I've been using Active passive with arp_interval of two seconds to the default route, but this seems discouraged by IBMs PDF:
By setting our Arp_Target to the default route, we should get suitable behaviour by punching thru the Dlink, thru its external LACP uplinks , thru another switch and then to the core router. It seems to freak out when we pull a link (or both) from the outside of the Dlink,
By pulling out switch or rebooting DLink, bonding agent makes the active link flip to alternate eth0, That part is fine.
options bond0 arp_interval=2000 arp_ip_target=10.41.110.2 mode=1 primary=eth1
THere are many blades out there, whats best?
The document you reference is out of date. The warning about not using ARP monitoring predates the existence of the "arp_validate" option, which resolves the problem (which is that traffic from multiple blades on the same subnet can fool the ARP monitor even if the switch is unavailable; with arp_validate enabled, the traffic is checked to insure that it's for the bond in question, not for a different bond).
You don't describe the "freak out" in any detail, but my guess would be that bonding would flip between the slaves at irregular intervals, and connectivity to the outside is intermittent at best. If that's about right, then your problem may very well be the one I describe above, which should be resolved by setting arp_validate=all. Note that if your arp_ip_target is reached via a VLAN configured above bonding, you'll need a fairly recent kernel that includes a fix for this (the fix was done in late 2009).

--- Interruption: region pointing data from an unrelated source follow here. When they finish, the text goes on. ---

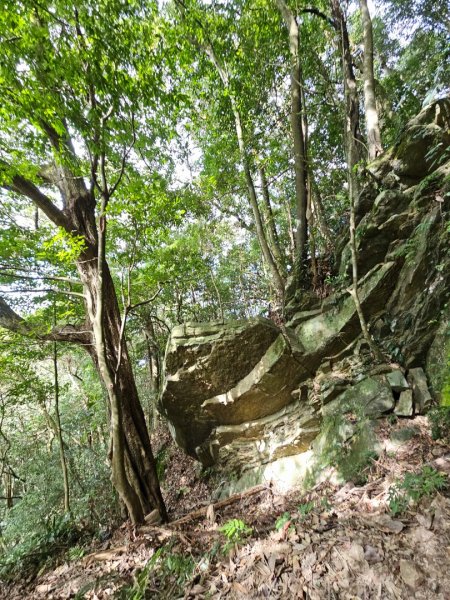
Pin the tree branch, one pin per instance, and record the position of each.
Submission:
(10, 320)
(23, 186)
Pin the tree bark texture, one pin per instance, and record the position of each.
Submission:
(298, 138)
(370, 107)
(353, 145)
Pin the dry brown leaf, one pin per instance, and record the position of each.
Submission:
(411, 574)
(384, 522)
(307, 565)
(210, 514)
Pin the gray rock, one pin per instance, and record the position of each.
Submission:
(226, 375)
(405, 404)
(397, 381)
(422, 396)
(372, 395)
(328, 333)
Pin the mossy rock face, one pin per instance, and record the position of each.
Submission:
(438, 357)
(225, 375)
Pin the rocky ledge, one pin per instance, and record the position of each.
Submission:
(246, 394)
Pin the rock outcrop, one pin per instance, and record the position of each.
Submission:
(247, 395)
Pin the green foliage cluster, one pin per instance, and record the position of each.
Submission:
(413, 487)
(40, 548)
(235, 530)
(171, 569)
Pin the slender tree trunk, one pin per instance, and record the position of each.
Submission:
(8, 484)
(300, 161)
(133, 464)
(352, 146)
(271, 229)
(62, 453)
(370, 106)
(276, 277)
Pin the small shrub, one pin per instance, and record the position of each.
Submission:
(306, 508)
(34, 552)
(172, 570)
(282, 520)
(413, 487)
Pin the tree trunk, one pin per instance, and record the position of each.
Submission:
(353, 145)
(133, 464)
(300, 163)
(276, 277)
(371, 112)
(62, 454)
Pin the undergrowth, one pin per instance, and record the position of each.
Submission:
(39, 550)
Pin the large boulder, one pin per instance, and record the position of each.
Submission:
(249, 396)
(226, 374)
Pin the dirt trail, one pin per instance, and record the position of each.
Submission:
(336, 542)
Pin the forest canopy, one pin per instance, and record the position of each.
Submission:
(170, 162)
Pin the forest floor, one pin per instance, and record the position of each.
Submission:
(334, 542)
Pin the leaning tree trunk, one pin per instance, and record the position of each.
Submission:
(298, 138)
(353, 144)
(135, 478)
(370, 106)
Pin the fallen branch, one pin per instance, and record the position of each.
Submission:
(197, 514)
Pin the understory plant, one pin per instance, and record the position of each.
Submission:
(414, 487)
(235, 530)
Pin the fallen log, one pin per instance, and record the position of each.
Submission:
(197, 514)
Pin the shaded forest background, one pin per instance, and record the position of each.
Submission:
(152, 174)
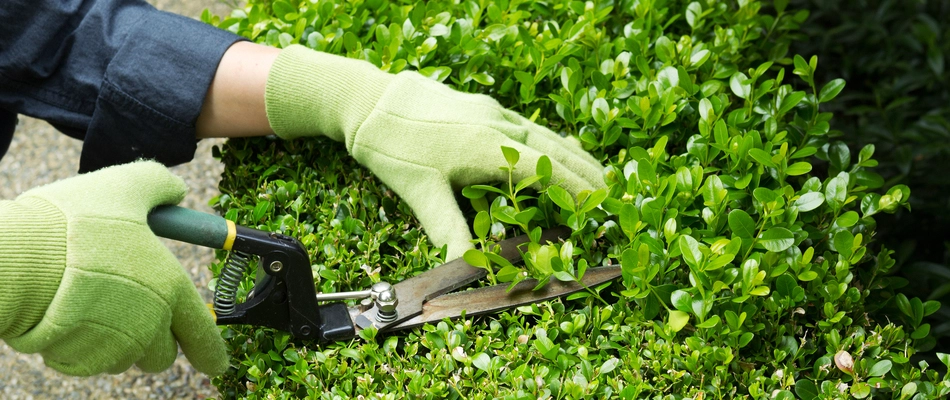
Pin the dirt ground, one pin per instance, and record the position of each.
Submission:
(38, 155)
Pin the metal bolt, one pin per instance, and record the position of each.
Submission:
(276, 266)
(386, 302)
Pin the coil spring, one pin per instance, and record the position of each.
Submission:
(232, 274)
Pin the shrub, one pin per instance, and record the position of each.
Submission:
(744, 230)
(894, 56)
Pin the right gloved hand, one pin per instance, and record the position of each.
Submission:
(420, 137)
(85, 282)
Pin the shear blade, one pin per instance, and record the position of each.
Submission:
(496, 298)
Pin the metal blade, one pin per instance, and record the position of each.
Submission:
(413, 292)
(495, 298)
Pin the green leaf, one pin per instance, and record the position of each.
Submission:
(831, 90)
(437, 74)
(741, 224)
(806, 389)
(880, 368)
(593, 200)
(511, 155)
(777, 239)
(762, 157)
(799, 168)
(790, 101)
(860, 390)
(678, 320)
(682, 300)
(847, 219)
(710, 323)
(482, 224)
(844, 241)
(665, 50)
(609, 365)
(785, 285)
(629, 217)
(544, 169)
(483, 78)
(739, 83)
(475, 258)
(809, 201)
(482, 361)
(690, 249)
(508, 273)
(561, 197)
(903, 304)
(808, 276)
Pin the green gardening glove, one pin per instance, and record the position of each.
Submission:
(420, 137)
(85, 283)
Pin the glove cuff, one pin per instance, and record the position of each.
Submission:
(32, 260)
(310, 92)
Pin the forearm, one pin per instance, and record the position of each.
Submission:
(234, 105)
(32, 258)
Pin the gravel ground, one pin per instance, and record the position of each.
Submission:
(40, 155)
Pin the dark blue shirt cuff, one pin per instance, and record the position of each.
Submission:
(153, 90)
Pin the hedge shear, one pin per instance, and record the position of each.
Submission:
(285, 298)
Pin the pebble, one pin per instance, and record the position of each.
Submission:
(40, 155)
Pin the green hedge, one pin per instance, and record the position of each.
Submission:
(744, 229)
(895, 56)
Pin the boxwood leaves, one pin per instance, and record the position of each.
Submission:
(741, 226)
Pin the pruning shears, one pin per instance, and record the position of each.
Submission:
(285, 298)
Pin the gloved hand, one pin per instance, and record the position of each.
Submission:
(85, 283)
(418, 136)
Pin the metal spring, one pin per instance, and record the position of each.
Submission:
(232, 274)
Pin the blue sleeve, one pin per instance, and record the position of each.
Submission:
(127, 79)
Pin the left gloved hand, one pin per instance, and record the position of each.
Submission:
(420, 137)
(85, 282)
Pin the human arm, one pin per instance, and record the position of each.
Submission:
(423, 139)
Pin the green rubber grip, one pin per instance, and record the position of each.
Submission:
(190, 226)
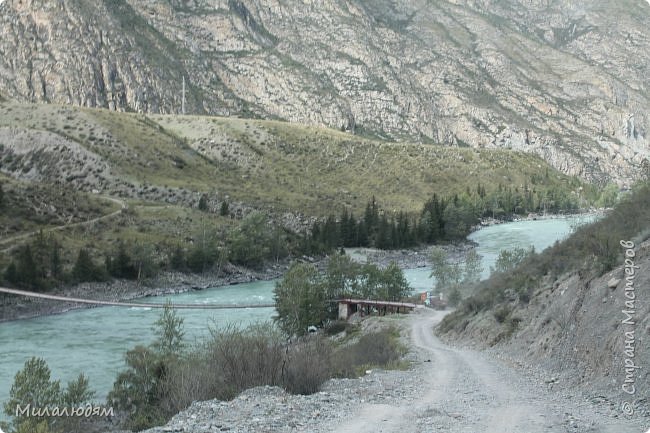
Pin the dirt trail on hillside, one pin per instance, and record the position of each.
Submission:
(15, 239)
(468, 392)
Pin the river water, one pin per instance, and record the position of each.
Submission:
(93, 341)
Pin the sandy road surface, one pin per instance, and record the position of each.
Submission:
(468, 392)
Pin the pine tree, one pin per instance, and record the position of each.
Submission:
(203, 203)
(84, 269)
(26, 267)
(224, 210)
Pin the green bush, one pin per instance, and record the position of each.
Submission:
(377, 349)
(33, 387)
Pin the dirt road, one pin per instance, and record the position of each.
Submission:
(15, 240)
(468, 392)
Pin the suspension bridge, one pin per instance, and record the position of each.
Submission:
(29, 294)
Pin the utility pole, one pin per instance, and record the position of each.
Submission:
(183, 100)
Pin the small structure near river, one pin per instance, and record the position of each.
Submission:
(348, 307)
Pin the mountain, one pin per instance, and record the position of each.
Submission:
(574, 309)
(564, 80)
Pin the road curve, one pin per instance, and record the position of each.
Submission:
(15, 239)
(468, 392)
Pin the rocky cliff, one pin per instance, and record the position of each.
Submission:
(565, 81)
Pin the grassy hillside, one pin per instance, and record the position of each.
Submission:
(263, 163)
(159, 168)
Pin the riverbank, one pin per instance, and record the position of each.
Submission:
(486, 222)
(167, 283)
(446, 388)
(170, 283)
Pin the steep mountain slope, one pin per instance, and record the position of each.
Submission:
(559, 310)
(564, 81)
(271, 165)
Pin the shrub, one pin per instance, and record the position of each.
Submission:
(308, 365)
(33, 387)
(246, 357)
(502, 313)
(375, 349)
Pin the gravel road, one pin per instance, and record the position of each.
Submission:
(448, 389)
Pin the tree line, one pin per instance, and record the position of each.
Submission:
(41, 264)
(304, 295)
(440, 219)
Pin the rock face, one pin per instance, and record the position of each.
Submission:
(562, 80)
(577, 329)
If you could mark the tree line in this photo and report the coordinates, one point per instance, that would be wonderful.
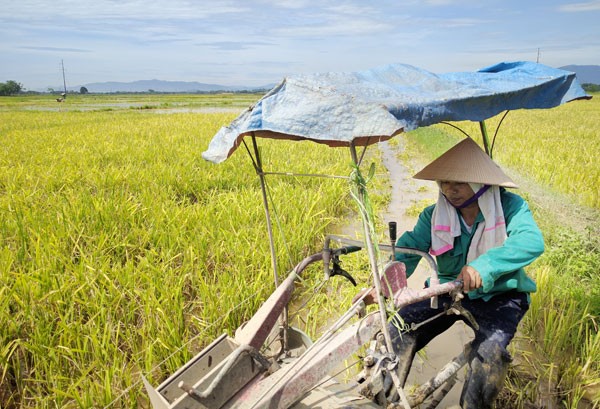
(10, 88)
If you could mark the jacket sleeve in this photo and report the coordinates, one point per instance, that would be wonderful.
(524, 243)
(419, 238)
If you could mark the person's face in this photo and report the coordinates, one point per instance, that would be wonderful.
(456, 192)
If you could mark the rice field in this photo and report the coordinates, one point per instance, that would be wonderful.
(122, 252)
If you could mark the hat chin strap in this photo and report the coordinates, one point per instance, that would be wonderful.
(472, 199)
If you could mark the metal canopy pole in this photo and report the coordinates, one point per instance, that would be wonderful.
(484, 137)
(259, 170)
(263, 187)
(373, 260)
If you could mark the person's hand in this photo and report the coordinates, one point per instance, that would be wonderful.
(471, 278)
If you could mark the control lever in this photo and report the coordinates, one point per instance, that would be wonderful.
(392, 228)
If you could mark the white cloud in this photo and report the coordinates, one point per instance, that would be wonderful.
(593, 5)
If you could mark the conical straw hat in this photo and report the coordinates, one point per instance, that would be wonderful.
(466, 162)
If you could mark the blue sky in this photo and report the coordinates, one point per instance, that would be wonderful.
(258, 42)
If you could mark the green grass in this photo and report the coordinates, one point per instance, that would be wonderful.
(122, 252)
(559, 352)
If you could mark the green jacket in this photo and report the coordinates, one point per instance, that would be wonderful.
(501, 268)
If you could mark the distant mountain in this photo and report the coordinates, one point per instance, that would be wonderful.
(586, 74)
(163, 86)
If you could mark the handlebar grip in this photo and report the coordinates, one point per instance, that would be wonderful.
(347, 250)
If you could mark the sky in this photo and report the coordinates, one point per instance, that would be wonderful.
(260, 42)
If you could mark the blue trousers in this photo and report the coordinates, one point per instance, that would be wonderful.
(497, 318)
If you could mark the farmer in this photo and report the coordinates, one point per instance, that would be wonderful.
(483, 235)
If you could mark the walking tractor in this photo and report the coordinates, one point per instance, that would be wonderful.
(268, 363)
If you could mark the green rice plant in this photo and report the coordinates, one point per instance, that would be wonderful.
(123, 252)
(554, 147)
(567, 355)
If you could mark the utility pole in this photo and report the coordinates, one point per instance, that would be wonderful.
(64, 80)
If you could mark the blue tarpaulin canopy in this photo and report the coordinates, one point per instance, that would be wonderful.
(361, 108)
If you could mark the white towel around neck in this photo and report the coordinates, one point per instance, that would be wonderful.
(445, 224)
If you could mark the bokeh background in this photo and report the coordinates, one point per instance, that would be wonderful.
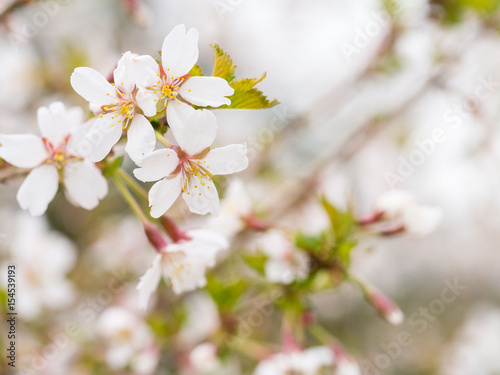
(363, 86)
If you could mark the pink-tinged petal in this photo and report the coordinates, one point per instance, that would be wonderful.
(92, 86)
(227, 160)
(22, 150)
(103, 135)
(157, 165)
(163, 194)
(146, 101)
(206, 91)
(149, 282)
(197, 132)
(124, 74)
(202, 199)
(147, 71)
(56, 122)
(179, 51)
(85, 184)
(141, 139)
(38, 190)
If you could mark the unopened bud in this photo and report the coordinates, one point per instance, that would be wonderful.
(155, 237)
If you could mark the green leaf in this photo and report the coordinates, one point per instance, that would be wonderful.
(223, 66)
(225, 294)
(112, 167)
(256, 261)
(246, 96)
(195, 71)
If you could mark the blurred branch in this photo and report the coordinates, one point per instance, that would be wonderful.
(6, 174)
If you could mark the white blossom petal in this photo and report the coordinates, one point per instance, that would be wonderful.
(227, 160)
(124, 74)
(85, 184)
(198, 131)
(22, 150)
(206, 91)
(141, 139)
(92, 86)
(38, 190)
(146, 101)
(163, 194)
(147, 71)
(201, 199)
(180, 51)
(158, 164)
(103, 135)
(177, 114)
(149, 282)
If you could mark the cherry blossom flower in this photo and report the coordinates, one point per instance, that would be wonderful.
(308, 362)
(182, 264)
(53, 158)
(129, 340)
(189, 167)
(196, 328)
(170, 85)
(285, 264)
(402, 208)
(117, 106)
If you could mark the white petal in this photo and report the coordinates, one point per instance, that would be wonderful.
(157, 165)
(124, 74)
(85, 185)
(53, 122)
(103, 135)
(180, 51)
(22, 150)
(146, 102)
(206, 91)
(227, 160)
(422, 220)
(197, 133)
(38, 190)
(208, 237)
(163, 194)
(202, 204)
(177, 113)
(147, 71)
(92, 86)
(141, 139)
(149, 282)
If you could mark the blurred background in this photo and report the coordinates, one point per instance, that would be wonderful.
(374, 95)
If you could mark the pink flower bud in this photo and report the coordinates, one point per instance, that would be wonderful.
(155, 237)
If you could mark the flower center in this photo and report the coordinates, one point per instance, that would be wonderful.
(173, 264)
(167, 87)
(59, 155)
(124, 109)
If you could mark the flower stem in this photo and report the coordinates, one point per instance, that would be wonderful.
(130, 200)
(132, 184)
(162, 140)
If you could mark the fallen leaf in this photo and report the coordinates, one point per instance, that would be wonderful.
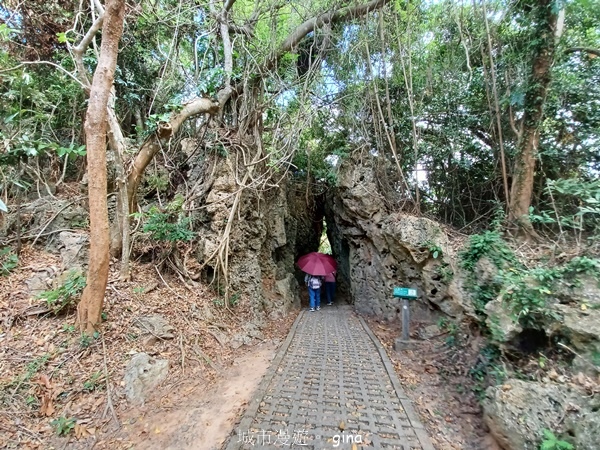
(44, 380)
(80, 431)
(47, 408)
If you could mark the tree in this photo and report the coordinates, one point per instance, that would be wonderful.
(546, 18)
(90, 307)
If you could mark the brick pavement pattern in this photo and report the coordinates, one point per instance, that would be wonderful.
(330, 385)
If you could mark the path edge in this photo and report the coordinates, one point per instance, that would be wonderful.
(417, 425)
(252, 409)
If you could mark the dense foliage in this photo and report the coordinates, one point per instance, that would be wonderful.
(435, 91)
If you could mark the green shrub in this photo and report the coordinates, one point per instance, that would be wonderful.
(66, 294)
(551, 442)
(8, 261)
(63, 426)
(170, 224)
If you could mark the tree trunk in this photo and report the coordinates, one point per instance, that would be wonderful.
(525, 161)
(90, 307)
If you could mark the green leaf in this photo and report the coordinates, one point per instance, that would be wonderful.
(549, 435)
(547, 445)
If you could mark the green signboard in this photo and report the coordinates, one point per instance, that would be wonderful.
(410, 293)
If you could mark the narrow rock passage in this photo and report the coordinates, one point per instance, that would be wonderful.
(331, 385)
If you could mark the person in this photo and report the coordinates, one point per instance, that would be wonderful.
(330, 287)
(314, 284)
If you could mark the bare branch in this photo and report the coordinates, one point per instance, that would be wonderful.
(589, 51)
(350, 12)
(153, 144)
(81, 48)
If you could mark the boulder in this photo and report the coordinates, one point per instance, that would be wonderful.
(501, 322)
(518, 411)
(380, 249)
(41, 281)
(154, 328)
(582, 328)
(73, 248)
(142, 376)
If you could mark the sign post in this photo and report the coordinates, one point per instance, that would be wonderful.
(405, 294)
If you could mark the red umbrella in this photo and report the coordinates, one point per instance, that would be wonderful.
(317, 264)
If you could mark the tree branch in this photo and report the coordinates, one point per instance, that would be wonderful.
(349, 12)
(589, 51)
(80, 49)
(152, 145)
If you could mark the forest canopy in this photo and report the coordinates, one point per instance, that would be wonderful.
(444, 93)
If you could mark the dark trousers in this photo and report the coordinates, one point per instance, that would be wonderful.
(330, 291)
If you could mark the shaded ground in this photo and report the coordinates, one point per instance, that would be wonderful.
(330, 384)
(49, 374)
(435, 375)
(53, 381)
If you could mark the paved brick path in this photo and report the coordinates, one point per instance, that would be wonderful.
(331, 369)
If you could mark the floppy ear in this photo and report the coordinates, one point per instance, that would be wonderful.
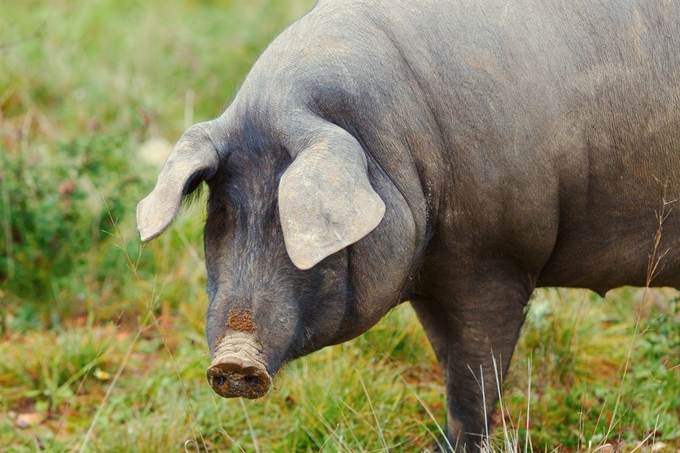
(326, 201)
(192, 160)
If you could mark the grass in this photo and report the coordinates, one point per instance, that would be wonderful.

The other portion of the document, which describes MII monitoring as only monitoring the link between bonding and the switch module itself is generally accurate. However, many recent switch modules also have a facility generally called "trunk failover," which will cause the switch to set switch ports on the "inside" (blade side) down when a switch port on the "outside" (next hop outbound) goes down. You'd have to check your switch's documentation or configuration screens to determine if this is supported (I don't know of a list, and I'm not as familiar with the d-link switch modules).
-Jay Vosburgh, firstname.lastname@example.org
Jay, Thanks for your thoughtful reply. Perhaps we need an update to the referenced doc at IBM? Your interpretation of "freak out" is accurate, pings usually dont make it, but sometimes do. The ESM/DLink BladeCenter switches do have a feature under Link aggregation called "Redundant Switch Failover", with IP-Packet and non-IP-Packet "Distribution Methods" with SrcMac and DestMac options as well.
The Help screen on the Switch Interface shows this: "Failover Mode When all trunk ports are link down or dsiabled, then all blades will be link down. So total loss of link connectivity on external ports will be detected by the blade NIC driver." … so this looks perfect for what we are trying to do.
The Active/Passive bonding (without this feature enabled) does seem to detect a loss of uplink to default route (when arp to default route fails) but may not have a way to detect a resumption of the service since Link is not enough to indicate a resumption of the Inter-Switch-Links way upstream?
I'll test this Redundant Switch Failover setting on our dev Bladecenter.. It looks like a winner!
Thanks very very Much! John W.